Neal followed Laurie into the room, apologizing silently to the once again unflappable colonel as he passed. The room contained a long table with about five chairs along each side, and one at the end nearest the door. An extremely large flat screen was at the other end with a camera mounted above it, and flat, omni-directional microphones were arranged intermittently along the table’s length.
An air force technician sat about midway down the table at a small touch screen console, setting up the link with the meeting’s other participants at the Pentagon. The screen itself simply said “WAITING FOR PARTICIPANTS” with the kind of infinite, machine patience that sentience simply won’t allow.
Standing to one side was the colonel’s aide, who had left the control room ahead of them to make sure the conference room was set up. As Laurie took a seat, the screen came to life and a gathering meeting showed on the other end. It was full of highly decorated senior officers and a couple of more expensively dressed, if less well-decorated civilians who were busy sitting their suited selves down, arranging their papers while they arranged their thoughts.
“The link is muted,” prompted the technician as he went to leave, “the sound control is here,” he said, pointing at a small button and volume control next to the microphone in front of the colonel.
The colonel looked at the button and nodded, but did not look up from his seat at the head of the table as the technician left. The colonel’s aide went to the door and confirmed it was securely closed, per procedure, and then took one of several seats arranged around the outside of the room, leaving eight empty chairs at the large, immaculately polished conference table itself. Neal watched her sit on the outside, and was unsure whether he was happy to be at the grown-ups table, or annoyed at the triumph of hierarchy over practicality. Then he thanked the gods that he wasn’t in the military himself, and took the seat opposite Laurie, with the colonel between them at the table’s head.
“The meeting will be led by General Pickler of Air Force Intelligence,” the colonel said, indicating the man at the head of the table on the big screen. “So you know, Mr. Danielson, they can see several other conference rooms from their screen. My report will be one of several that will be made at this meeting, and the objects of your report will be one of several I will be reporting on. You will speak only when asked to, and only on the topic of your report. This meeting will be classified level P5 based on the presence of you and some other low-level civilians. So you know, I checked and confirmed that your Armed Services Secrecy Act Agreement is up to date prior to approving your attendance here today. Consider yourself informed that this meeting most definitely falls under the auspices of that contract.”

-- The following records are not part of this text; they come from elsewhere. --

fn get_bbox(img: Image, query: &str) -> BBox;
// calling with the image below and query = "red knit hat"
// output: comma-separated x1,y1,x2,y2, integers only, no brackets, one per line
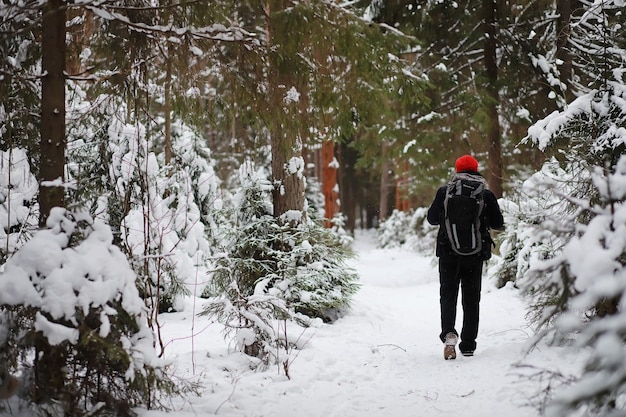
454,155,478,172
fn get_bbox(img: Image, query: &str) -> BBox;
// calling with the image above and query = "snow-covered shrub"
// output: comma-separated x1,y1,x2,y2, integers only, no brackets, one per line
0,208,175,416
203,164,358,362
496,158,589,290
377,207,437,252
0,148,39,263
67,91,219,323
520,57,626,416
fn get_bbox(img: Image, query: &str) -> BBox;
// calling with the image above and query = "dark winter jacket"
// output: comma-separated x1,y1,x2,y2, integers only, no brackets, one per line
426,171,504,259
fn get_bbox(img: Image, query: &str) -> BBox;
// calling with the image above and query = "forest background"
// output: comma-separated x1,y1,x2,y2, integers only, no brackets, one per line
0,0,626,415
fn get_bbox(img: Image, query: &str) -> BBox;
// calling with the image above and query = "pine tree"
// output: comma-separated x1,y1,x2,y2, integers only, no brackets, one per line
202,164,358,364
0,208,177,416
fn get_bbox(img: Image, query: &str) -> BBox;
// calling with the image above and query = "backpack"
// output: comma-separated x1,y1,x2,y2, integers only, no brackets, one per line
443,172,487,256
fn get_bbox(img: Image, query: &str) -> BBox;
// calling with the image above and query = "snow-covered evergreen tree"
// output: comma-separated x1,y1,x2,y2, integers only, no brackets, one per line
0,208,176,416
0,148,39,263
500,1,626,410
202,163,358,363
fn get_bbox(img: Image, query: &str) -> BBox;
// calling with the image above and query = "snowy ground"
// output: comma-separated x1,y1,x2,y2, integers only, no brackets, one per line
140,233,581,417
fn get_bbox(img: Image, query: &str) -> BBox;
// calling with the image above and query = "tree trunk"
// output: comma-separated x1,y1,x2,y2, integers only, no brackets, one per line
378,143,393,223
556,0,574,103
163,46,172,165
39,0,66,226
322,140,339,227
265,0,305,221
339,143,359,233
483,0,502,197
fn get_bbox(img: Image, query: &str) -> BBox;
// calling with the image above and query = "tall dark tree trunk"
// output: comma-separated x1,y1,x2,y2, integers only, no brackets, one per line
265,0,304,217
483,0,502,197
556,0,574,103
39,0,66,226
338,143,359,233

Neal noticed the colonel was looking specifically at him as he said this. He nodded seriously, but inside him he felt two conflicting emotions coming to the forefront as the colonel spoke: firstly, how damn cool it was to be attending a classified meeting, but secondly, it was also dawning on him that he had clearly just signed up for what was probably going to be two hours of serious tedium. This would be a thorough test of his inherent allergy to monotony, delivered as only the military can deliver monotony. He only hoped he didn’t actually fall asleep as he had so often in class. No, that would be bad, he thought. Shit, have to stay awake, he thought. Shit, what am I doing here, he thought.